コンパッションは支援者らに電子メールで、「(インドの)現地事務所に資金を供給できませんので、3月15日までにインドの現地事務所を正式に閉鎖する旨を、インドの現地スタッフに通知せざるを得ませんでした」と報告。「状況が変わらない場合、インドの子ども支援プログラムは60日以内に終了することになります」としている。
FCRAの改正は、汚職やマネーロンダリング(資金洗浄)の規制を目的に進められているが、コンパッションや他のキリスト教慈善団体に対する規制については、14年にナレンドラ・モディ首相が就任した後に支配力を増すヒンズー教国粋主義者らの影響があると、慈善運動家らは考えている。
コンパッションの主任弁護士であるスティーブン・オークリー氏は以前、米下院外交委員会で次のように語った。

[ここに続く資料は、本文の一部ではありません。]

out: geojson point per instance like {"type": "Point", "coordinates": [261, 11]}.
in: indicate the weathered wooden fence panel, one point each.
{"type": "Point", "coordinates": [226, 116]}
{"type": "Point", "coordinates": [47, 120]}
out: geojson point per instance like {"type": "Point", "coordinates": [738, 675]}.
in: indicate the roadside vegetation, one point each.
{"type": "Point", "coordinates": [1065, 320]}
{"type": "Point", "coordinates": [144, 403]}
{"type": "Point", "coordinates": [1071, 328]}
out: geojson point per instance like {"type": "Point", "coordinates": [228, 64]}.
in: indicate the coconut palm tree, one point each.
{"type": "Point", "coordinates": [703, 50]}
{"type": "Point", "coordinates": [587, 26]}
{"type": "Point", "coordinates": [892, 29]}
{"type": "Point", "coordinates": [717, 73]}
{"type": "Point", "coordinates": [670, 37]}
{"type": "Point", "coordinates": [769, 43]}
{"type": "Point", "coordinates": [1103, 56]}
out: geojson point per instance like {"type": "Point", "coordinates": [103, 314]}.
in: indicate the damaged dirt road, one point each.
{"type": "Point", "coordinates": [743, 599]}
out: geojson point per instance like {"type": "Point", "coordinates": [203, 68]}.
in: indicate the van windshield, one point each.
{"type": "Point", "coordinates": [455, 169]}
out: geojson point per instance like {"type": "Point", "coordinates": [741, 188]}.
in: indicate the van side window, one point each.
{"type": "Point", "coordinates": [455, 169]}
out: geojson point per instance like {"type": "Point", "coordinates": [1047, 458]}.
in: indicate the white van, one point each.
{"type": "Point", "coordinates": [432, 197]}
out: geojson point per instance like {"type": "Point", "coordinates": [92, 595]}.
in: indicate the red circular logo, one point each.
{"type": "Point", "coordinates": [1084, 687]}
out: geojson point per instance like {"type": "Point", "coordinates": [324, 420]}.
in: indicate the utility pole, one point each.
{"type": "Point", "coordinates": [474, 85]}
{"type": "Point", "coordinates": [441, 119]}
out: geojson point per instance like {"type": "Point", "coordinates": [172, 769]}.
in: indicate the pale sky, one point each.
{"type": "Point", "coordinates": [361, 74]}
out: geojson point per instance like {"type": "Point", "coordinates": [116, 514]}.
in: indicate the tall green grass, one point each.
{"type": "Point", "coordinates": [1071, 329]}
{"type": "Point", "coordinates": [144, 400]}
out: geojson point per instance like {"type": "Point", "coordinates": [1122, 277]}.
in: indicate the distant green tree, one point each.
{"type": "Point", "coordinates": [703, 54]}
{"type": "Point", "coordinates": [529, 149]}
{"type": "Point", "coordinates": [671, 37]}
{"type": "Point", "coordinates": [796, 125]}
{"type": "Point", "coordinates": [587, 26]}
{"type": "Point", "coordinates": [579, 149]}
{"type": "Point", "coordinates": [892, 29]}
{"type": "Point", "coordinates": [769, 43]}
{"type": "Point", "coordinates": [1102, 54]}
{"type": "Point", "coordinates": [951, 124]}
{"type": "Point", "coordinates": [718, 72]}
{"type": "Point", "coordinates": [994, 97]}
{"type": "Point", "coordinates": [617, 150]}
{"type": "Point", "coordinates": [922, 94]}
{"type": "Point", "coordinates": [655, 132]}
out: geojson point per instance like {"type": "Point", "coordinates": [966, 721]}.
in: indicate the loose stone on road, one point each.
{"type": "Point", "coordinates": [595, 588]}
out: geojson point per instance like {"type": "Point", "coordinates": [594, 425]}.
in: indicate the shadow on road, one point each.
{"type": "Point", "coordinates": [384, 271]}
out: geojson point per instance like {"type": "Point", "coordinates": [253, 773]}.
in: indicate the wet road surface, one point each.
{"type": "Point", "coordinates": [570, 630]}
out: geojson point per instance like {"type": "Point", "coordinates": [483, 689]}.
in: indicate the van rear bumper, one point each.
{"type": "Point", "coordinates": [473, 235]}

「私たちが今経験していることは、私たちを締め出すことを目的とした、高度なレベルで操作された、意図的かつ組織的な前例のない攻撃です」
迫害監視団体「オープン・ドアーズ」は現在、キリスト教徒であることが最も難しい国のリストの中で、インドを15位に位置付けており、「インドにいる約6400万人のキリスト教徒のうち約3900万人は、直接的な迫害を経験している」と述べている。
インドの状況に関するコンパッションの正式な声明は、今のところ発表されていない。
コンパッションによる支援が受けられなくなる子どもたちにも、希望はあるかもしれない。コンパッションの広報担当者であるベッカ・ビショップ氏は、「子どもたちはコンパッションによる支援を失うかもしれませんが、現地の諸教会からの支援を失ったわけではありません」とコメント。「現地教会が資金を持ってさえいれば、実現可能な奉仕がまだたくさんあるかもしれません」と語った。